21.01

Estudo da Fundação MacArthur levado ao Fórum Econômico Mundial, na Suíça, afirma que em 2050 mares terão mais plásticos do que peixes.

Luce Pereira (texto)
Samuca (arte)

Uma criança que desembarque hoje no mundo será, daqui a 34 anos, um adulto e viverá numa terra de águas sufocados por incomensurável quantidade de plásticos. Diante de tal cenário e tendo alguma inclinação religiosa, dirá que felizes foram os apóstolos pescadores para os quais Jesus Cristo deu inesquecível lição de pesca, fazendo surgir nas redes, de uma única vez, 153 peixes (João, Cap. 21). Se repetido no presente, o gesto serviria apenas para atestar a estupidez com que o homem vem tratando os recursos naturais do planeta, a ponto de colocá-los sob ameaça de colapso.
Estudo feito pela Fundação Ellen MacArthur e levado a público no Fórum Econômico Mundial (Davos, Suíça) estima que por volta de 2050 os oceanos terão mais plástico do que peixe. De acordo com o trabalho, em 2025 já seria uma tonelada destes detritos para cada três de pescado, considerando que agora os oceanos já apresentam mais de 150 milhões de toneladas a interferir no ecossistema – de tão abundante, o microplástico acabou se tornando parte dele.

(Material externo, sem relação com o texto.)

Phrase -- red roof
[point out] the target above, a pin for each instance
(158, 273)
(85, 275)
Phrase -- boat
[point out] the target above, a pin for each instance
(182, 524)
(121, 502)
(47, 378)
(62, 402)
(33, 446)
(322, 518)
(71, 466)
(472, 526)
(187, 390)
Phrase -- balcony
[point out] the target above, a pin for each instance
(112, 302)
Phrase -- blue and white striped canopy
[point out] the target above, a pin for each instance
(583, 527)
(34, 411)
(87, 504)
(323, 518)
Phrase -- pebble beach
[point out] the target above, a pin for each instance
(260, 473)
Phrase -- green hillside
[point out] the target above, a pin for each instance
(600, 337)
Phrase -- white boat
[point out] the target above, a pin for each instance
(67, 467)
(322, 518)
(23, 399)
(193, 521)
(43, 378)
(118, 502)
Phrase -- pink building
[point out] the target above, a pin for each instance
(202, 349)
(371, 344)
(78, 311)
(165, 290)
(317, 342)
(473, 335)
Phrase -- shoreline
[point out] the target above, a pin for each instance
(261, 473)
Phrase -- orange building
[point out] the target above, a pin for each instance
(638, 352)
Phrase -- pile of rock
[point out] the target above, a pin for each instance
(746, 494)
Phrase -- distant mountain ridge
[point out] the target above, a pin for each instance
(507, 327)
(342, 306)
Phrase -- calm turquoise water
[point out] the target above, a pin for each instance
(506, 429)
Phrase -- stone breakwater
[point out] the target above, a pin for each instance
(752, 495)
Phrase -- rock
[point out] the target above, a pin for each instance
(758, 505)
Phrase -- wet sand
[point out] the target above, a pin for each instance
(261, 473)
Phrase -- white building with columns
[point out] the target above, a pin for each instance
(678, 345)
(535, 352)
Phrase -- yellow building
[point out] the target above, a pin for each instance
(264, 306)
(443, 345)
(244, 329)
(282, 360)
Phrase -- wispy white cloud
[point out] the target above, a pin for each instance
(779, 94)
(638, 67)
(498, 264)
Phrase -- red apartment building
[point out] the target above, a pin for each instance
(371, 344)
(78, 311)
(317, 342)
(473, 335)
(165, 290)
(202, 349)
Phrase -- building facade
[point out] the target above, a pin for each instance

Ou seja, plânctons e pequenos crustáceos se alimentam da substância, se intoxicam e então fazem o mesmo ao serem comidos por pequenos peixes. O processo vai se repetindo até chegar a grandes espécies como o atum e, na parte final da cadeia, ao próprio ser humano.
Os fóruns mundiais sobre clima e economia aparecem geralmente como eventos sob medida para provocar grandes impactos e espantos, o que, no entanto, não significa garantia de conscientização, pois os governos seguem presos ao “material onipresente da economia moderna”, como define a Fundação ao se referir ao poder do plástico. Ela afirma que 95% não seriam aproveitados, o que redundaria em prejuízo entre US$ 80 bilhões e US$ 120 bilhões à economia mundial. Os números, se não servem para uma mudança de postura, conseguem ao menos revelar a medida do descaso dos países com a saúde do planeta e dos seus habitantes.
O estudo apontou, por exemplo, que todos os anos o mar é invadido por oito milhões de toneladas do material, enquanto apenas 14% disto são aproveitados. Pouco demais em relação a papel (taxa de reciclagem em torno de 58%), ferro e aço (70% a 90%). Mas não há a mais leve suposição de que, num futuro próximo, fóruns semelhantes tentem desencadear uma reação ao uso do plástico. A nota emitida pela parceria público-privada do evento fala da importância do estudo como ponto de partida para que haja uma “revolução no ecossistema industrial” do produto. Ou seja, aprimorando/intensificando a forma de aproveitamento, para transformar o vilão em mocinho.
“Vilão” com V maiúsculo, é bom que se diga. Enquanto os habitantes são, eles próprios, uma ilha cercada de embalagens plásticas por todos os lados, no Oceano Pacífico já existem duas manchas gigantes desse lixo que, juntas, equivalem ao tamanho dos Estados Unidos. Um redemoinho na área ajuda a arrastar os detritos de todos os oceanos e transforma as ilhas de plástico em dois fantasmas imensos ameAçando o paraíso. De malas de viagem a cones de trânsito e brinquedos, elas são como uma vitrine da ignorância humana, manifestada a partir de lugares como navios e plataformas de petróleo. O estômago dos animais que tentam sobreviver na região não tem matéria orgânica, mas plástico. E pensar que tudo poderia ser evitado com gestos tão simples, porque, afinal, a vida depende apenas da soma deles.